JetBrains plugins
Use this documentation to get started with the JetBrains plugin.
Snyk has a plugin for JetBrains IDEs, which support all Snyk products: Snyk Open Source, Snyk Code, Snyk Container and Snyk Infrastructure as Code. The Snyk JetBrains plugin touches on all aspects of securing your application including:
  • Security vulnerabilities in open source dependencies (Snyk Open Source).
  • Security vulnerabilities and code quality issues in first party code (Snyk Code).
  • Configuration issues in your Infrastructure as Code such as Terraform, AWS CloudFormation, Kubernetes, and Azure Resource Manager (ARM) (Snyk IaC)
  • Security vulnerabilities in your container images found in Kubernetes workload files (Snyk Container)
The Snyk JetBrains plugin is available for installation on the JetBrains marketplace: https://plugins.jetbrains.com/plugin/10972-snyk-vulnerability-scanner.

Supported JetBrains IDEs

Snyk supports JetBrains plugin versions from version 2020.2 on the following IDEs:
  • Android Studio
  • AppCode
  • GoLand
  • IntelliJ
  • PhpStorm
  • PyCharm
  • Rider
  • RubyMine
  • WebStorm

How the Snyk JetBrains plugin works

  • The plugin is based on Snyk CLI, but not on the CLI only. The plugin supports product features in the CLI for Snyk Open Source and Snyk Container as well as for Snyk Code and Snyk IaC with some limitations.
  • The plugin automatically downloads the CLI in the background; you will be asked to authenticate.
  • Snyk supports all the languages supported by Snyk Code. You can install the plugin on any of the IDEs (such as RubyMine). Once the plugin is installed, Snyk analyzes all the language files that it finds.
  • If the CLI is already installed on the machine, the plugin uses the token provided to it. Otherwise, you must provide the authentication token through the plugin authentication mechanism.

Install the plugin

Install using the IDE plugins library:
  1. 1.
    Open the Preferences window from the IDE.
  2. 2.
    Navigate to the Plugins tab.
  3. 3.
    In the Plugins tab, search for Snyk.
  4. 4.
    Select the Snyk vulnerability scanning plugin.
  5. 5.
    Click on the Install button.
  6. 6.
    When the installation is complete, restart the IDE.
Select the Snyk vulnerability scanning plugin

Configuration

Environment

To analyze projects, the plugin uses the Snyk CLI which needs the following environment variables depending on the type of project you analyze:
  • PATH: the path to needed binaries, for example, to maven
  • JAVA_HOME: the path to the JDK to use to analyze Java dependencies
Setting these variables only in a shell environment (for example, using ~/.bashrc) is not sufficient, if you do not start the JetBrains IDE from the command line or create a script file that starts it using a shell environment.
  • On Windows, you can set the variables, using the GUI or on the command line using the setx tool.
  • On macOS, the process launchd needs to know the environment variables if you want to launch the IDE from Finder directly.
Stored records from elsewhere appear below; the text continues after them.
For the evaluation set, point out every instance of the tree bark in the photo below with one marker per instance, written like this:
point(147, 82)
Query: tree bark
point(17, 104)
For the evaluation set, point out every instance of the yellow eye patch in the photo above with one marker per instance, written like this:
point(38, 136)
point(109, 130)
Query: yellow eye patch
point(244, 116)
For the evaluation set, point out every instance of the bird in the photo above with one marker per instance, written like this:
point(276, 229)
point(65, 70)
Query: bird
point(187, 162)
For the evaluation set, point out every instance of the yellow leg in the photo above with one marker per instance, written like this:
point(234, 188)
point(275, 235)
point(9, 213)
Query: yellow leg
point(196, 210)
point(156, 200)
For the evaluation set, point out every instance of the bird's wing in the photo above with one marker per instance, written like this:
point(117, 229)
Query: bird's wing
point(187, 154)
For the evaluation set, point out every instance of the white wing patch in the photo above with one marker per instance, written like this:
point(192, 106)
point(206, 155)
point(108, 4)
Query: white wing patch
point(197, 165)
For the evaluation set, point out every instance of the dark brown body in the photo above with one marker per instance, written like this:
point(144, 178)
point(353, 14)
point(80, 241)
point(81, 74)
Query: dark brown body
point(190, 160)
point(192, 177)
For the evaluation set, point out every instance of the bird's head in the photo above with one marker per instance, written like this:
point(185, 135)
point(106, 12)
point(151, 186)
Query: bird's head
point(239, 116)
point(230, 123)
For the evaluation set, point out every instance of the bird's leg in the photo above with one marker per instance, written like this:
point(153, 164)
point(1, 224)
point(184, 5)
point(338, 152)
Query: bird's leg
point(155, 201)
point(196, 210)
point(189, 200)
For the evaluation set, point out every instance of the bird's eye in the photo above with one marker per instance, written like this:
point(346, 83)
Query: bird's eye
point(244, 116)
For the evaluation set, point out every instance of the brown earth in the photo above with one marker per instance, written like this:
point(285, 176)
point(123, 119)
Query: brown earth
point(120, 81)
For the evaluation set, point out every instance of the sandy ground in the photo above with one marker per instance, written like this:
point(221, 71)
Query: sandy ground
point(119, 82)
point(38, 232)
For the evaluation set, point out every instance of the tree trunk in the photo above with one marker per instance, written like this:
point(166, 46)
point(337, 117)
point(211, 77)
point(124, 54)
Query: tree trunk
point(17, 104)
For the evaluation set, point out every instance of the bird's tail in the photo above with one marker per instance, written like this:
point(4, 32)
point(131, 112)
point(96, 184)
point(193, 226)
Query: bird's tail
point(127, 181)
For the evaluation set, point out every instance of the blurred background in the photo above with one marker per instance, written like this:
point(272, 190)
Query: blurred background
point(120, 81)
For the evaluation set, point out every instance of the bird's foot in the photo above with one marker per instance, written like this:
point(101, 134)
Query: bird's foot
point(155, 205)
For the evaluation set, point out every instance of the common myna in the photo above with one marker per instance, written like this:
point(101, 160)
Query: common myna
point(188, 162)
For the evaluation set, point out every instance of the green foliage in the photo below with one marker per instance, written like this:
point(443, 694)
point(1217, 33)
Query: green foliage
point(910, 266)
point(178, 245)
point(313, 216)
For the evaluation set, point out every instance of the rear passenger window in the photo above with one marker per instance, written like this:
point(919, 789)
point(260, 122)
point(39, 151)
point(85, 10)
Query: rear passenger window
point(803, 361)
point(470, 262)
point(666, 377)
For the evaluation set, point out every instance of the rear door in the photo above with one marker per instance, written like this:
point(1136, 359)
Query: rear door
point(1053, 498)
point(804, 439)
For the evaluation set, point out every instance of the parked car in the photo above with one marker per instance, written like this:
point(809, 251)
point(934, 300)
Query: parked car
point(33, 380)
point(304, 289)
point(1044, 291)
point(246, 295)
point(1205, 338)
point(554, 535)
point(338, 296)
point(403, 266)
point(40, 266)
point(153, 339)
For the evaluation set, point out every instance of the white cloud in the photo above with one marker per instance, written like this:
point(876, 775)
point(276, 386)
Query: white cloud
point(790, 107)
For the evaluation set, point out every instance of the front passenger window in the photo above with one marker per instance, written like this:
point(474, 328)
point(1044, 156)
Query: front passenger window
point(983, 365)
Set environment variables for applications launched using Finder by running the launchctl setenv command. You can do this start-up or by using a script you launch at user login. Note: The provision of environment variables to the macOS UI can change between operating system releases, so it can be easier to create a small shell script that launches the IDE to leverage the shell environment, that can be defined using~/.bashrc.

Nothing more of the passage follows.